Wednesday, April 23, 2014

Seder Challenge 2014: What actually happened

I got the boys to nap in the afternoon.  I was of two minds about this.  On one hand, maybe just put them to bed at 8pm and they'll have seder when they are old enough.  On the other hand, they are old enough to remember it is special and exciting, and with a nap, they'll be able to manage.  It was a challenge to get them to sleep, but it did pay off.  They were alert, not cranky, and not wild.  We were guests for both sedarim this year.  When we are home, we do one seder with just the family and no guests so that we can tailor it completely to the children's needs.  This year, Sarah was old enough to participate with the general seder, but Ari did the boys the first night as soon as he captured their attention (I wore a hat that kids get from the matza factory and was asked why I was wearing it a few times, which segued into conversation about how telling the story of the night is best done via questions and answers), pretty soon after Karpas.  Chana sat next to me the first night, and as you know, I had been wracking my brain the previous week trying to figure out what would be the most interesting thing for her during the seder.
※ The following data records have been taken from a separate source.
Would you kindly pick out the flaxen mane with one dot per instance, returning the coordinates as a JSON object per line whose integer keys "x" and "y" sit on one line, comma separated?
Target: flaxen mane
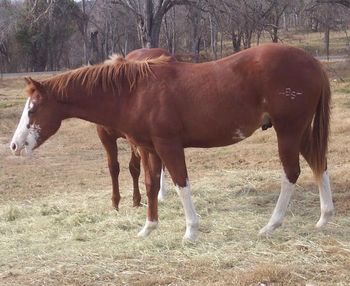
{"x": 108, "y": 75}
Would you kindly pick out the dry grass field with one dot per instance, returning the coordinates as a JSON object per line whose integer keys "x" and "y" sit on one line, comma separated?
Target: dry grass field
{"x": 57, "y": 226}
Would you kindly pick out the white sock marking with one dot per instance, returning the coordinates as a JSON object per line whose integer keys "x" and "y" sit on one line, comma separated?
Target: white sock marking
{"x": 276, "y": 219}
{"x": 162, "y": 190}
{"x": 326, "y": 202}
{"x": 190, "y": 212}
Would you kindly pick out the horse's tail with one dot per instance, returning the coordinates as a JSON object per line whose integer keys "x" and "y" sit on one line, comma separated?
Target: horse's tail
{"x": 318, "y": 137}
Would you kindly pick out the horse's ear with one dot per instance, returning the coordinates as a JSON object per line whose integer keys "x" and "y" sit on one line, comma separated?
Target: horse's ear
{"x": 33, "y": 85}
{"x": 28, "y": 80}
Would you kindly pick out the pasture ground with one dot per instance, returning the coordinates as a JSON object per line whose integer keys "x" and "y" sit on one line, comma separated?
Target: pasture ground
{"x": 57, "y": 226}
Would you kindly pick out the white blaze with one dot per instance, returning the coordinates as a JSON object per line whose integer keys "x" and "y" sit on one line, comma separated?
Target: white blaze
{"x": 25, "y": 135}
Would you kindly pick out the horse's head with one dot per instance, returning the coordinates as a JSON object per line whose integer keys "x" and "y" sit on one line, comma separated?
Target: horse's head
{"x": 40, "y": 119}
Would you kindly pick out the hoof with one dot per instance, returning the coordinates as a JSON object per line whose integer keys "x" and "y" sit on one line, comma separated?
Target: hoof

Sometimes you just get lucky.  As I sat next to her, I asked her questions as I thought of them.  I tried to think of questions that she might find interesting.  At one point, I asked her why she thought blood was the first plague.  Like what was Hashem trying to accomplish with the plagues, and how was blood a good first choice.  Chana gave a solid explanation about how the Nile was the source of all their sustenance, how it was a deity, and how blood would have a powerful emotional effect.  I asked her why she thought frogs would be next.  This question really captivated her and for the next hour, she hypothesized about each plague and why it was chosen and why that order.  She was more satisfied with some of her answers than others, and she made a few points that I had never thought of.  It was a fantastic discussion, completely driven by her and her interest, and she kept coming up with theories and was eager to discuss it.  It was everything I hoped and wished for in terms of her being excited, involved, and stimulated.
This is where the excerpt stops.